А писать пьесу нужно было скорее — из Москвы шли настойчивые и нетерпеливые напоминания: Художественный театр с волнением ожидал новую пьесу Чехова. Письма Вл. И. Немировича-Данченко этой поры пестрят заявлениями: «…мой идеал будущего сезона театра — открытие его 1 октября твоей новой пьесой»; «без твоей пьесы сезон будет отчаянный!»; о репертуаре театра 1903 г.: «Чехов.

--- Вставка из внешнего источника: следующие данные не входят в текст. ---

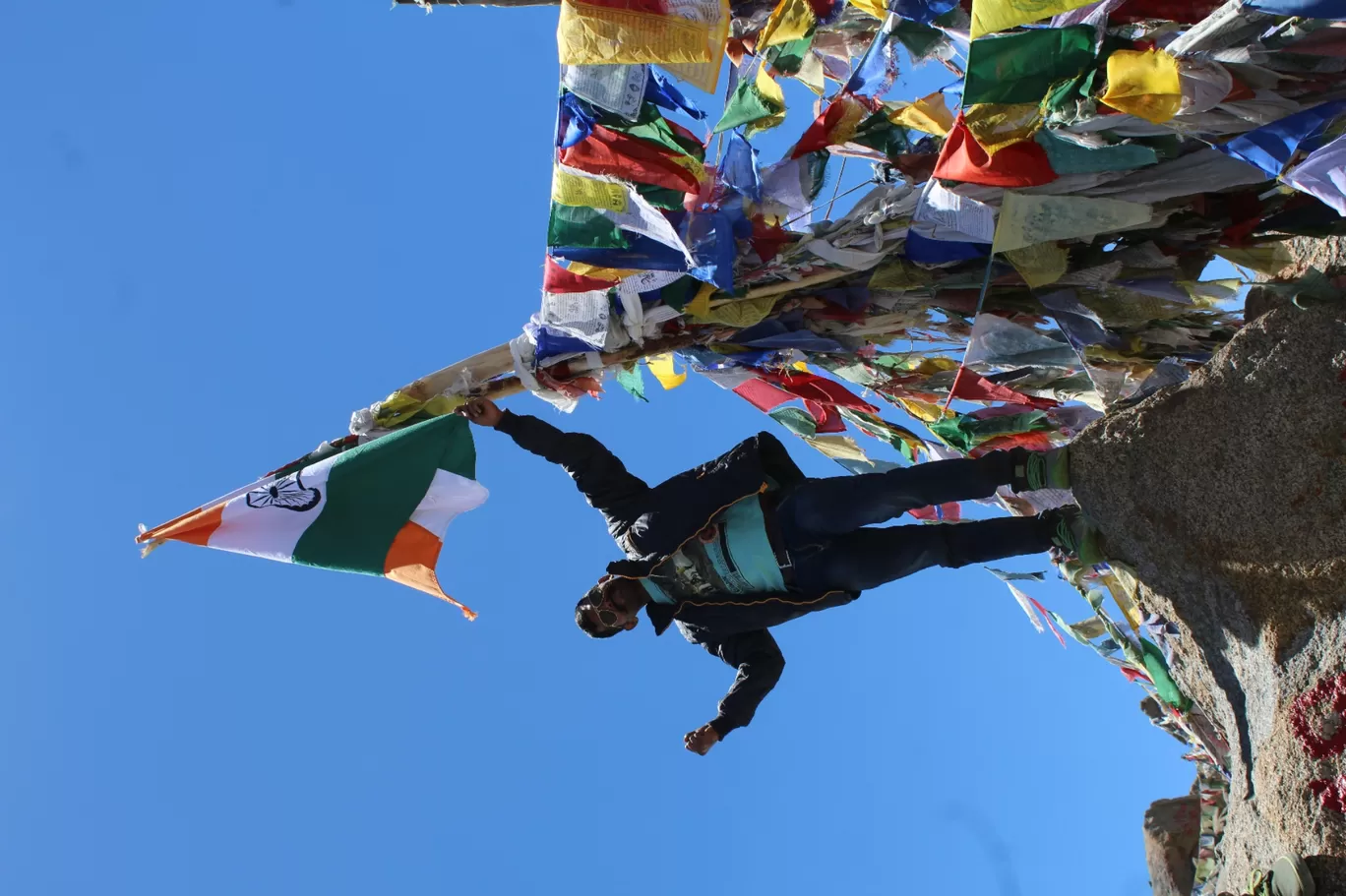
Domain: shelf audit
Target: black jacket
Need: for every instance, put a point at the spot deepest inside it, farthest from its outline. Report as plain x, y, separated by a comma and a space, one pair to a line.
651, 522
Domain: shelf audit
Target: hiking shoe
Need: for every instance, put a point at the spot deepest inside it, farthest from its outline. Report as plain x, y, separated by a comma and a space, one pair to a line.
1288, 876
1034, 470
1077, 537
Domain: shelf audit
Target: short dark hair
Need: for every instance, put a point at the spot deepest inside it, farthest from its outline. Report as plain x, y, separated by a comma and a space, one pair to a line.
587, 624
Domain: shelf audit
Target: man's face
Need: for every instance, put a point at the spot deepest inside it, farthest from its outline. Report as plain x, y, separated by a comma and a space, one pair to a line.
618, 604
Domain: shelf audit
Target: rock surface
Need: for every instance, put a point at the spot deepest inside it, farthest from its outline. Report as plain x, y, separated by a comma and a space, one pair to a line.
1228, 496
1173, 827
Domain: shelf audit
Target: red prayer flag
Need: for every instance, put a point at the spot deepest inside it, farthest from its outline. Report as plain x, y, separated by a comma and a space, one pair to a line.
618, 154
820, 388
761, 394
826, 419
559, 280
823, 132
972, 387
1020, 164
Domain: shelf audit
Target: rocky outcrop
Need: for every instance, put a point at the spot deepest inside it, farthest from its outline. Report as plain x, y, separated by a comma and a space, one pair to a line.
1228, 496
1173, 827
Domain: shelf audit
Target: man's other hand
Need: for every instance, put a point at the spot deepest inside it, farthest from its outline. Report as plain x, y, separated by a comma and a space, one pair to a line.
701, 741
482, 412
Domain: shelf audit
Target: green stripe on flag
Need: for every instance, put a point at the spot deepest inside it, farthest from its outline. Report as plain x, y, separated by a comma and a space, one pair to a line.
1023, 68
373, 490
583, 227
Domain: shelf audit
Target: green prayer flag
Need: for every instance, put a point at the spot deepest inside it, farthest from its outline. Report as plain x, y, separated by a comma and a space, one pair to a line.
801, 423
583, 227
1023, 68
1071, 157
1158, 670
747, 105
661, 197
633, 381
878, 132
653, 127
787, 58
920, 39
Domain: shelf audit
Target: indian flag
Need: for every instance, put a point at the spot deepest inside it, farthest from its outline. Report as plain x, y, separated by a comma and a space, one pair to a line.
380, 508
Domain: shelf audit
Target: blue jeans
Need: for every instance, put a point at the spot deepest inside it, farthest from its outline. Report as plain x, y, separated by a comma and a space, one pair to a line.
824, 523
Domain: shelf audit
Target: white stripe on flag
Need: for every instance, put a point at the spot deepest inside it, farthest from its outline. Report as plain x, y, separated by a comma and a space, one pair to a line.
270, 525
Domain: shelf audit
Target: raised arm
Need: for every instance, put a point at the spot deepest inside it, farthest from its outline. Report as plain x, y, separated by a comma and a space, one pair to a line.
596, 471
760, 664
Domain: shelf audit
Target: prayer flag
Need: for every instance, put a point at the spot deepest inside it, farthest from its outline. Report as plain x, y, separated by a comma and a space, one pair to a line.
922, 11
790, 21
1068, 156
558, 278
1303, 8
1001, 15
636, 31
929, 113
834, 127
1323, 175
998, 125
1144, 84
1021, 164
379, 508
705, 76
664, 370
1271, 147
1028, 219
758, 104
624, 215
618, 154
878, 69
1021, 68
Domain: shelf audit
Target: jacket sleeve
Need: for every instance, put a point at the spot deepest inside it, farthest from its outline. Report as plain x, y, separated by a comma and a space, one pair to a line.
596, 471
760, 665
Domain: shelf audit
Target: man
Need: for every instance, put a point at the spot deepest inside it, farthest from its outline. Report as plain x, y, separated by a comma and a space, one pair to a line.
745, 542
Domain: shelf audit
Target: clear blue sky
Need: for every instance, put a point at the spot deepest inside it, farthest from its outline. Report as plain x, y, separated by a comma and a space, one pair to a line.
222, 227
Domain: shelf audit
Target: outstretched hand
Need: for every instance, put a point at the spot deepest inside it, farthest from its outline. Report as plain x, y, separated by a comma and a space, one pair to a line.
482, 412
701, 741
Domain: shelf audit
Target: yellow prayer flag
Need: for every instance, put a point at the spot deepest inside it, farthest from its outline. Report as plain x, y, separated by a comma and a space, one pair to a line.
924, 410
899, 273
705, 76
1265, 260
837, 447
877, 8
1041, 264
398, 408
611, 274
1001, 15
662, 369
790, 21
998, 125
589, 33
812, 74
936, 365
589, 193
1144, 84
770, 91
738, 314
929, 114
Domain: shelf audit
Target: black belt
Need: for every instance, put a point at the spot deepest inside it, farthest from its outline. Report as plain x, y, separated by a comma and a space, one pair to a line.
770, 502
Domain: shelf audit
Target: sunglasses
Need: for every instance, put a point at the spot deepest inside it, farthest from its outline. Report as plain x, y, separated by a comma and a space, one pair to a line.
604, 613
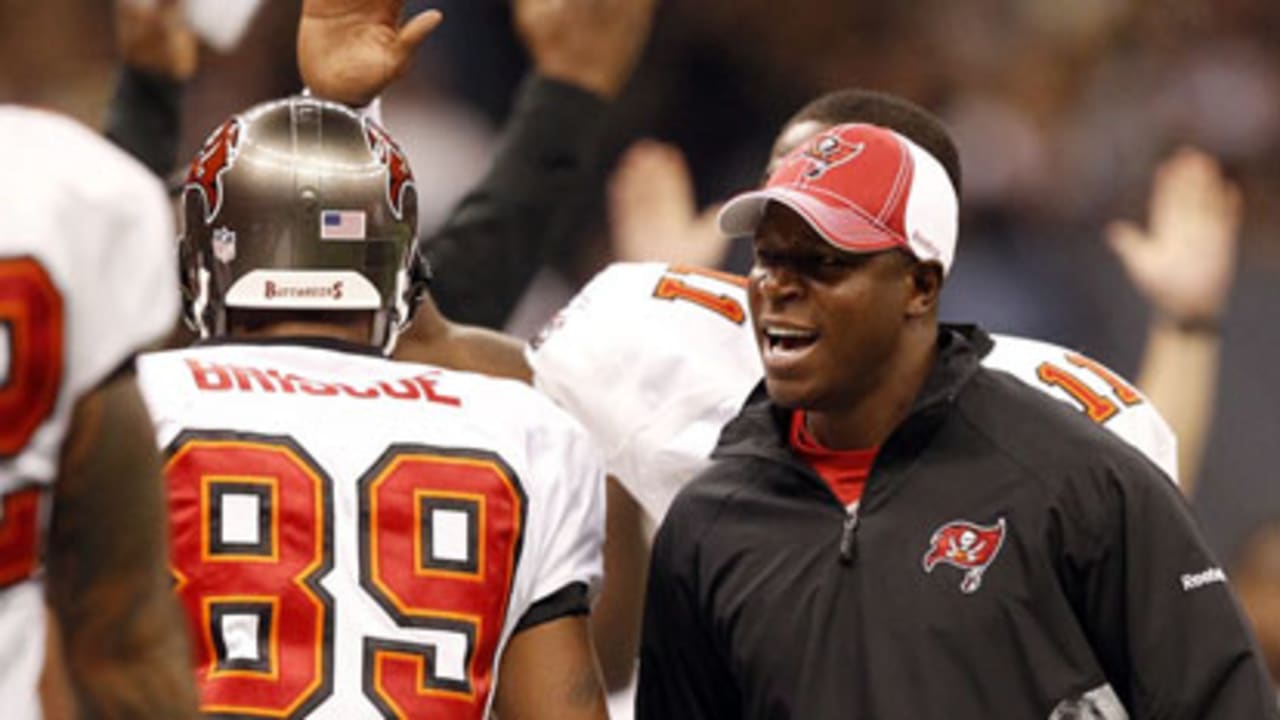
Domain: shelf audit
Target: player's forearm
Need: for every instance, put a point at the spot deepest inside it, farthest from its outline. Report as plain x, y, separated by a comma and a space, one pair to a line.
129, 662
124, 641
1179, 376
524, 209
549, 673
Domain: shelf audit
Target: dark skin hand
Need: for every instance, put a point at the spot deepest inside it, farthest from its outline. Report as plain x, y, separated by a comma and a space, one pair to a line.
124, 643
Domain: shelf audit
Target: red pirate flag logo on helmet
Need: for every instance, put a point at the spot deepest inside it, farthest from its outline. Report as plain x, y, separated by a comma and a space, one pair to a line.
968, 546
398, 174
827, 151
215, 158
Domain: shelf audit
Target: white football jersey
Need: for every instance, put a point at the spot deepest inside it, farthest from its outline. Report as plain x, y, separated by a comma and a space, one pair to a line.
86, 279
355, 537
654, 360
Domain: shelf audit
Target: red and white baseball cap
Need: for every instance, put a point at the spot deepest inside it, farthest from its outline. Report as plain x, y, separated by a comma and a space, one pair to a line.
863, 188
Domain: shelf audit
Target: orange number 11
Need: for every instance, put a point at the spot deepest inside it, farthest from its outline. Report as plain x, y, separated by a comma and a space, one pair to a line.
1098, 408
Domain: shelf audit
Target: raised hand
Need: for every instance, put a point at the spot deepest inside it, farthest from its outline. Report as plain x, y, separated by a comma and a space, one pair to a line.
592, 44
653, 213
351, 50
1183, 263
152, 36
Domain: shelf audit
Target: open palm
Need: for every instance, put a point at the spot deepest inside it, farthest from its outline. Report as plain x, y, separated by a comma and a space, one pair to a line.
351, 50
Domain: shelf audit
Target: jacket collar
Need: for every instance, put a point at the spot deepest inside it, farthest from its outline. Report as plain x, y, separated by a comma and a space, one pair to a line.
760, 428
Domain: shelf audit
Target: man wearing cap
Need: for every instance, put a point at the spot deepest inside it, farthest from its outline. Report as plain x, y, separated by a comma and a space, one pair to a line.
892, 531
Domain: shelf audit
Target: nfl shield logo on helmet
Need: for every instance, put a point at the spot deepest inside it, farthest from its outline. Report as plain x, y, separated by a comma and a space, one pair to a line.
968, 546
224, 245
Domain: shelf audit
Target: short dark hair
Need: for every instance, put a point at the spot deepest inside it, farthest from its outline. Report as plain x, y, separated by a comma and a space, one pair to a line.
906, 118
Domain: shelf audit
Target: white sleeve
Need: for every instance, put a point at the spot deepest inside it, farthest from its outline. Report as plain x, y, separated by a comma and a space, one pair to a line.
101, 226
571, 509
653, 377
133, 270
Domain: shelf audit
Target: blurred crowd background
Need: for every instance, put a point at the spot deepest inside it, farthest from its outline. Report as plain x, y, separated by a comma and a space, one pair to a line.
1061, 112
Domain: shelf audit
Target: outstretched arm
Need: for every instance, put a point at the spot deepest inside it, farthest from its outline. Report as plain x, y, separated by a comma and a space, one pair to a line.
351, 50
548, 673
533, 197
124, 643
159, 54
1183, 263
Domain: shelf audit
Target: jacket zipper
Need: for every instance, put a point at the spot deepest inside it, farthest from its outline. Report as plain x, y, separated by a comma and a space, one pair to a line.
849, 537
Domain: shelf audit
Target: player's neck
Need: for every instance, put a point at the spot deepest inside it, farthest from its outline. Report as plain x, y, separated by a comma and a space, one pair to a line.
356, 333
868, 420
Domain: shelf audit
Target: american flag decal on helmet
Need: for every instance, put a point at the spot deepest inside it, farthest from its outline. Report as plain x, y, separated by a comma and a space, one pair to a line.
968, 546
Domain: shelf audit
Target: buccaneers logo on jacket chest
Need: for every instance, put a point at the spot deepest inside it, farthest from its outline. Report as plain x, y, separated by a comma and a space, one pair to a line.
968, 546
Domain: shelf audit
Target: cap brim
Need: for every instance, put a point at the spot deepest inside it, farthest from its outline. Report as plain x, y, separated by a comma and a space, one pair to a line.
841, 224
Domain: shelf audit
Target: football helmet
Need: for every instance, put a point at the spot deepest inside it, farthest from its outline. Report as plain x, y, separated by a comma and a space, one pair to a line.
300, 204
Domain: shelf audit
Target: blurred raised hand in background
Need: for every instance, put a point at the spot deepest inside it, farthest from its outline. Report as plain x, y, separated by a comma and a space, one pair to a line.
653, 210
1183, 263
351, 50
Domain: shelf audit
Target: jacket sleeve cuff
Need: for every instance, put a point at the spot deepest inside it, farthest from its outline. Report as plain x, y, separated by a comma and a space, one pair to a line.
568, 601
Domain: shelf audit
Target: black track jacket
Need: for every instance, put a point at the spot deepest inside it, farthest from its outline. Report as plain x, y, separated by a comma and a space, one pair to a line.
1009, 561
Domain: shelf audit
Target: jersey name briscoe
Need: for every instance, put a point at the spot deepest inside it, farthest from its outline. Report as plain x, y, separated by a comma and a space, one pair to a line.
355, 537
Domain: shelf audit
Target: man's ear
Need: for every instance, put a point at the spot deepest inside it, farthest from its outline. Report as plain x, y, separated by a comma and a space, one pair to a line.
926, 286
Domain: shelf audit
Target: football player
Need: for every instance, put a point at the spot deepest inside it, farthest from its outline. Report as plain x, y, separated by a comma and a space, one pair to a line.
356, 537
86, 281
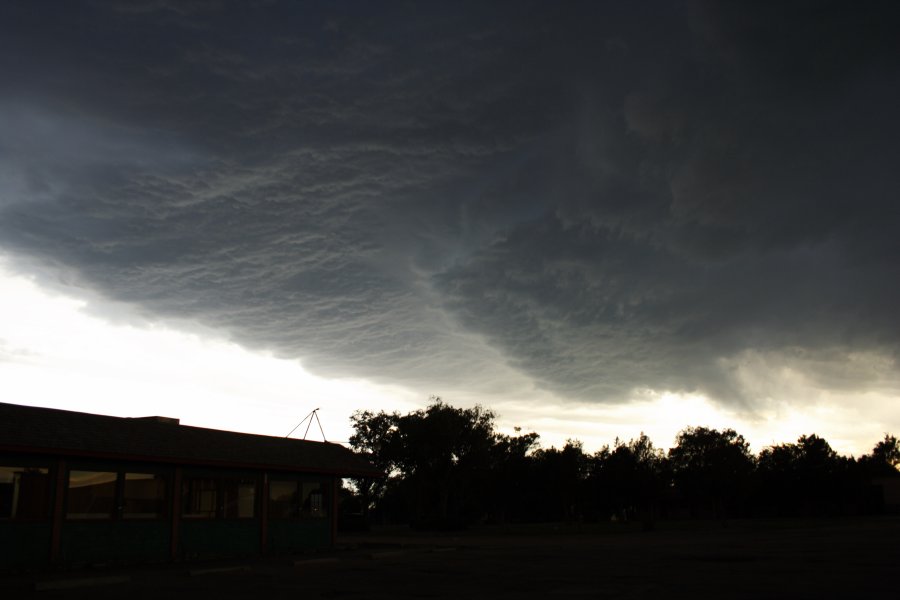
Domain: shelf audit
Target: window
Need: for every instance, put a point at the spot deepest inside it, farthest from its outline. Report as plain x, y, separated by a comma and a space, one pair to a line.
24, 493
240, 497
219, 497
298, 499
92, 494
143, 496
200, 498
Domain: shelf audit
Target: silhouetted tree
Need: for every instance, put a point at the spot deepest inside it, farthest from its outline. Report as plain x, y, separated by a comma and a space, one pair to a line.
372, 437
628, 480
510, 482
710, 469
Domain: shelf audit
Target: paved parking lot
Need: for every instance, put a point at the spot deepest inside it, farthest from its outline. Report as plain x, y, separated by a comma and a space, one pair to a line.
832, 559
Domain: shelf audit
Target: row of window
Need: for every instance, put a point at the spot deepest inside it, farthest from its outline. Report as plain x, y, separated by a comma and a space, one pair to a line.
24, 494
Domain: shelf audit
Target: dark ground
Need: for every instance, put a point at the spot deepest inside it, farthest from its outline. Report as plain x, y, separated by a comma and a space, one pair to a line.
855, 558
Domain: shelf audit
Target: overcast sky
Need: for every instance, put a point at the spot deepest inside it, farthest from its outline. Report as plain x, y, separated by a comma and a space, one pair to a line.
582, 209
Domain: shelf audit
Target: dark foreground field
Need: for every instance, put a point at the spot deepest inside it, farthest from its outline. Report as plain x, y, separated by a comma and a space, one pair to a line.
815, 559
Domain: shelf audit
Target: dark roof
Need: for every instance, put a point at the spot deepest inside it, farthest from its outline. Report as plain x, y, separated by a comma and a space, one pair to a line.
156, 439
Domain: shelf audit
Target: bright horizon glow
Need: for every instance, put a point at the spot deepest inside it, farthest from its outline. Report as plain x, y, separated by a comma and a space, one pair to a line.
55, 353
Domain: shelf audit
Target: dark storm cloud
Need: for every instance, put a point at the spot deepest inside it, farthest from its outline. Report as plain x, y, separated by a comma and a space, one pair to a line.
603, 197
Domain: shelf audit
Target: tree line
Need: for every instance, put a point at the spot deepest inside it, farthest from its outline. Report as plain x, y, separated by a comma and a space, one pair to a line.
449, 467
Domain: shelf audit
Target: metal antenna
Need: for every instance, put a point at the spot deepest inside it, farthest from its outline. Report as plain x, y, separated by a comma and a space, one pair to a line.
314, 413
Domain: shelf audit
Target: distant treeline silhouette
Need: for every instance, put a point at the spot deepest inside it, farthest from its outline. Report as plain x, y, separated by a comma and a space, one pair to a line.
448, 467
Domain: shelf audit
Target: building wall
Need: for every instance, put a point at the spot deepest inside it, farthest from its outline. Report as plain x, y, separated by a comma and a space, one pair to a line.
80, 512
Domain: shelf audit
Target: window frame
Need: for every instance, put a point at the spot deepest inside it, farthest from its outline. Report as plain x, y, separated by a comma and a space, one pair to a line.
23, 465
118, 505
221, 489
297, 512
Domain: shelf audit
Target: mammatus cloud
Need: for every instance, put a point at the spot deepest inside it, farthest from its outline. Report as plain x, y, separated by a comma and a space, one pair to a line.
590, 198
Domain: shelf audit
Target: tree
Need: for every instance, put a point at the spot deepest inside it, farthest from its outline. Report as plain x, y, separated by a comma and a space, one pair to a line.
372, 437
805, 477
435, 458
628, 480
710, 468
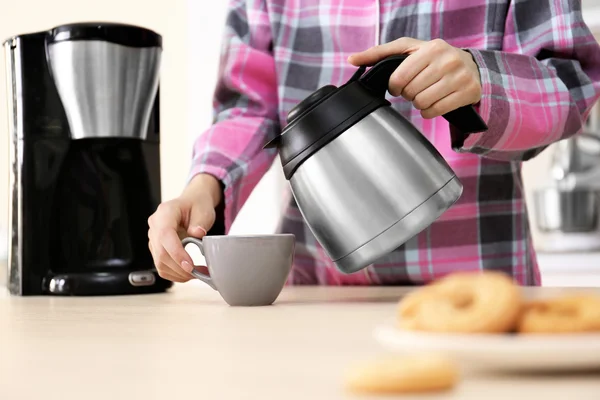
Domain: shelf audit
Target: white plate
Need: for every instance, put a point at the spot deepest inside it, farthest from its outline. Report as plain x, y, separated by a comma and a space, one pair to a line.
509, 353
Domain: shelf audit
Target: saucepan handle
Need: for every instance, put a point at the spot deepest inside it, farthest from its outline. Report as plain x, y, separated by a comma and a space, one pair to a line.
465, 118
199, 275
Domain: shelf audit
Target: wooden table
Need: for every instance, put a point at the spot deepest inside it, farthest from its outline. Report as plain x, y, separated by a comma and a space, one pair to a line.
188, 344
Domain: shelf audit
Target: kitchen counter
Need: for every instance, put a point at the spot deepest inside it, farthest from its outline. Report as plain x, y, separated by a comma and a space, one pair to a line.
188, 343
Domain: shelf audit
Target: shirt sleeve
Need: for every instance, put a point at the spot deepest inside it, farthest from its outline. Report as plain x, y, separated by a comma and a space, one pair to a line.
244, 106
540, 87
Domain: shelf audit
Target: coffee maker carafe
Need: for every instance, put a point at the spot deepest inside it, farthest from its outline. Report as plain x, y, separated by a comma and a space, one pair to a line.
84, 159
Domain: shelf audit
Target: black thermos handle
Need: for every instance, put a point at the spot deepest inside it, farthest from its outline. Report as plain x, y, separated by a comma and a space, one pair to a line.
465, 118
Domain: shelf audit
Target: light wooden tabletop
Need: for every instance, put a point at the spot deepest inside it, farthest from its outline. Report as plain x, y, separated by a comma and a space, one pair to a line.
188, 344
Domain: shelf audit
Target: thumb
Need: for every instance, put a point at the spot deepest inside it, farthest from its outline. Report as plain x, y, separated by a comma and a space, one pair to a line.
377, 53
201, 220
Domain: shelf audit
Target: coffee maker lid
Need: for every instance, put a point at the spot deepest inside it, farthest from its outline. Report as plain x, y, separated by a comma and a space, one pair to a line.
123, 34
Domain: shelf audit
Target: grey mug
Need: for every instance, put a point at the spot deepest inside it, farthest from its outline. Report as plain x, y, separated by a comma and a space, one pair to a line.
248, 270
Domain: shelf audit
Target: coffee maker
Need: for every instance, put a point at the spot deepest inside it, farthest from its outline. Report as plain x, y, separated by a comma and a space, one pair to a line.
84, 159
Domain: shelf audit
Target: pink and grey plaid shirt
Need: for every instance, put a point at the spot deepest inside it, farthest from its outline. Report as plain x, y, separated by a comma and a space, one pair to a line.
540, 73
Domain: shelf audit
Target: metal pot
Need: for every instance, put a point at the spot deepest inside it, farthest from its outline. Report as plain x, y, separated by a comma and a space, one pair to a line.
364, 178
568, 211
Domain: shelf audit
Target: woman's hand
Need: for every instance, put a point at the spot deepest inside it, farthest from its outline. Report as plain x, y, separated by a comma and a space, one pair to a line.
191, 214
437, 77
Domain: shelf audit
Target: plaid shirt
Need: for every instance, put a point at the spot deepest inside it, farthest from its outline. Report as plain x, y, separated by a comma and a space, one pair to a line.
540, 73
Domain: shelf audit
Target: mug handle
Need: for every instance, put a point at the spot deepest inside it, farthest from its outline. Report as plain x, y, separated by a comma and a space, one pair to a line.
198, 275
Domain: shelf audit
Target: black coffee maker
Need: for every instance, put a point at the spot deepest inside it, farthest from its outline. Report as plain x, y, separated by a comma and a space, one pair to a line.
84, 159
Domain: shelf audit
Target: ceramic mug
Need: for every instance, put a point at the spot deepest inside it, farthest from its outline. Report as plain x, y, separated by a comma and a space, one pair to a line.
246, 270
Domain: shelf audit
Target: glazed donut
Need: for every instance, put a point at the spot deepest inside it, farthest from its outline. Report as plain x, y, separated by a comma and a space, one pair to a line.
414, 374
575, 313
464, 302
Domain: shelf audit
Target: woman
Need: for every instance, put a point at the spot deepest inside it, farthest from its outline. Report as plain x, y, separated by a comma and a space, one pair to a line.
531, 68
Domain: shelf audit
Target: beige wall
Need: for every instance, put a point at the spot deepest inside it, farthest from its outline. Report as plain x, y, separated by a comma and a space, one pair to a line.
191, 36
166, 17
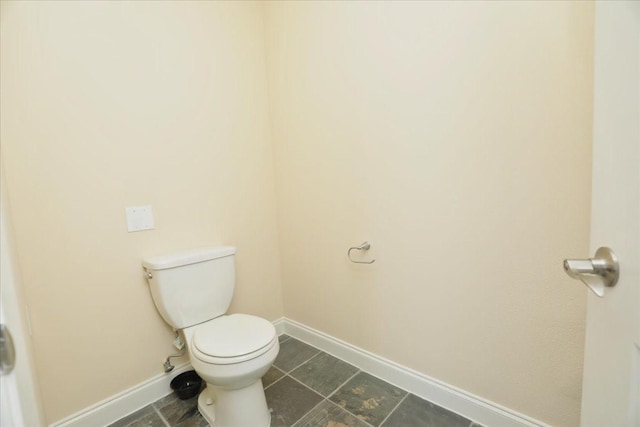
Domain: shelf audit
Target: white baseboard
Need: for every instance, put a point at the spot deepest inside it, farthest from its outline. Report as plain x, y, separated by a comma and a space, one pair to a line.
466, 404
475, 408
122, 404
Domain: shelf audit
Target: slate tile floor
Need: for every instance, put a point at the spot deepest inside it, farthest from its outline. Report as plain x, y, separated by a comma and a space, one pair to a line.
310, 388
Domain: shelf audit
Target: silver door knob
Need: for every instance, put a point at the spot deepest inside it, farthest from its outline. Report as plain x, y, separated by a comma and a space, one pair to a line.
597, 273
7, 351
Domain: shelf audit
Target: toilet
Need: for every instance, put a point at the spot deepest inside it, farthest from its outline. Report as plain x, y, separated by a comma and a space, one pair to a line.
192, 292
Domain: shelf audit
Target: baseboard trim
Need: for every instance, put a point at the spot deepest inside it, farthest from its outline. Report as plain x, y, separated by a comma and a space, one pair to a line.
122, 404
459, 401
473, 407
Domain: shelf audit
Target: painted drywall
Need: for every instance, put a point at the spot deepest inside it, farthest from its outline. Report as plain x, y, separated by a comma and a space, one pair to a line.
456, 138
113, 104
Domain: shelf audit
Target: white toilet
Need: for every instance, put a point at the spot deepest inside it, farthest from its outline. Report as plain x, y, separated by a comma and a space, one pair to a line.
192, 291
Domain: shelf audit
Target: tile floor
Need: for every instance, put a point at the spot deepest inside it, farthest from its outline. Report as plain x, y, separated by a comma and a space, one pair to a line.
307, 387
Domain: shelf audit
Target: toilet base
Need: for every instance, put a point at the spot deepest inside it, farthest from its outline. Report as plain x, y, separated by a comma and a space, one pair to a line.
242, 407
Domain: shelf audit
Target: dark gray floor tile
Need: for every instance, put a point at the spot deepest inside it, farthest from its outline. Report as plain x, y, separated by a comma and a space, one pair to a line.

Новая. Козырной туз»; «Я совершенно уверен, что ты войдешь теперь в стены своего театра с новой пьесой»; «Ужасно надо твою пьесу! Не только театру, но и вообще литературе»; «Без твоей пьесы нет будущего сезона!»; «И ты можешь думать, что твоя пьеса не нужна!!! Нет хороших пьес! Нету! Нету! А если ты не напишешь, то и не будет! Жду ее с нетерпением»; «Наше нетерпение, ожидание твоей пьесы все обостряется. Теперь уже ждем, считая дни… Торопись и, главное, не думай, что ты можешь быть неинтересен!» Просьба, чтобы новая пьеса любимого писателя украсила очередной театральный сезон, звучала также в письмах К. С. Станиславского, О. Л. Книппер, А. Л. Вишневского, М. П. Лилиной. Все они подчеркивали, что роль Чехова в жизни Художественного театра всеопределяюща, что встреча нового театра с драматургом была не случайной, но обусловленной общностью задач, выдвинутых временем, что Чехов нужен театру как свой, ведущий драматург. Немирович-Данченко назвал Чехова одним из китов, на котором держится Художественный театр, а также отметил, что поэтический талант Чехова необходим не только театру, но и всей литературе, современности. «Чувствую тоскливое тяготение к близким моей душе мелодиям твоего пера, — писал он Чехову 16 февраля 1903 г. — Кончатся твои песни и — мне кажется — окончится моя литературно-душевная жизнь» (Немирович-Данченко, стр. 317).